Head and neck cancers include several sites and tumour types:
- Pharynx (throat)
- Larynx (voice box)
- Nasal cavity
- Skull base
- Cutaneous (skin)
- Salivary glands
- Thyroid gland
- Sarcoma (connective tissue)
Best outcomes for patients result from a multi-disciplinary team approach with adequate clinical and research resources, encompassing medical specialists, oncologists, palliative care, allied health, speech pathologists, dieticians, physiotherapists, psychologists, occupational therapists, prosthetists, social workers, nurses and dentists.
The team has a role in treatment planning and provision, as well as professional and community education and research.

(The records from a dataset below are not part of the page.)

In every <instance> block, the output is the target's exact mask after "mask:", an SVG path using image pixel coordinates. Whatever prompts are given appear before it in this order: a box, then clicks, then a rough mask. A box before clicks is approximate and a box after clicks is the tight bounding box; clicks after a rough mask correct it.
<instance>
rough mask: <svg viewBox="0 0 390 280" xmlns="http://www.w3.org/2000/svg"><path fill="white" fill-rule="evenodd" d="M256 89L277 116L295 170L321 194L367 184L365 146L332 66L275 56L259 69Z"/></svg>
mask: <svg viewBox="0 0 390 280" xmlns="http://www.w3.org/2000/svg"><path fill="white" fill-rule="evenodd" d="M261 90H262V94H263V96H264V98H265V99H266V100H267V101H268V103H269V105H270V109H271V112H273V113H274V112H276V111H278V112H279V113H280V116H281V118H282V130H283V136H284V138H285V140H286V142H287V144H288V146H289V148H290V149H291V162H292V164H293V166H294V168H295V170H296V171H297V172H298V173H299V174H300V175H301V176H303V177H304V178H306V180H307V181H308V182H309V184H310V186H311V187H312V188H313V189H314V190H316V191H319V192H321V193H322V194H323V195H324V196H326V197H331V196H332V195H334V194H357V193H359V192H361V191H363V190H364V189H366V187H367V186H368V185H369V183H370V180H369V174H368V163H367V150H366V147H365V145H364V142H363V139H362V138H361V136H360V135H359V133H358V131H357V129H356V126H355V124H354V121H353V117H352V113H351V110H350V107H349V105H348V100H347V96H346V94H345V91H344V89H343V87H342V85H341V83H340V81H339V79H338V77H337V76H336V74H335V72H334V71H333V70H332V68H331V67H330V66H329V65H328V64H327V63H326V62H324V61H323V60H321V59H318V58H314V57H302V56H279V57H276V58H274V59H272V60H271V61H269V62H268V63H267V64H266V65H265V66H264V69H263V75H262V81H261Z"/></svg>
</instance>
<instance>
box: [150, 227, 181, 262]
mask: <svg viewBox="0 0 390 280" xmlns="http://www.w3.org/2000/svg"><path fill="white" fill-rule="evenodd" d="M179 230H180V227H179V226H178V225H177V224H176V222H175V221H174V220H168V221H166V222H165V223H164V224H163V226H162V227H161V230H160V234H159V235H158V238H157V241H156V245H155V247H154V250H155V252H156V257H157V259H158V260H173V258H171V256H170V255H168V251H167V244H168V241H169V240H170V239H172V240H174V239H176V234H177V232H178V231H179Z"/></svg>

World Head and Neck Cancer Day, 27 July
World Head and Neck Cancer Day was declared by the International Federation of Head and Neck Oncologic Societies on 27 July 2014. The day raises awareness and draws the world’s attention to effective care and control of head and neck squamous cell carcinoma.
Patients with head and neck cancers, their families, carers and treating practitioners contribute to and participate in the day, celebrating current patients, survivors and those in memoriam.
This World Head and Neck Cancer Day, please take this opportunity to reflect on the care of patients, meeting their needs and providing appropriate supportive care for them and their families. Acknowledging the needs of patients, and the strengths and deficiencies in current management, is the first step to improving outcome and quality of life.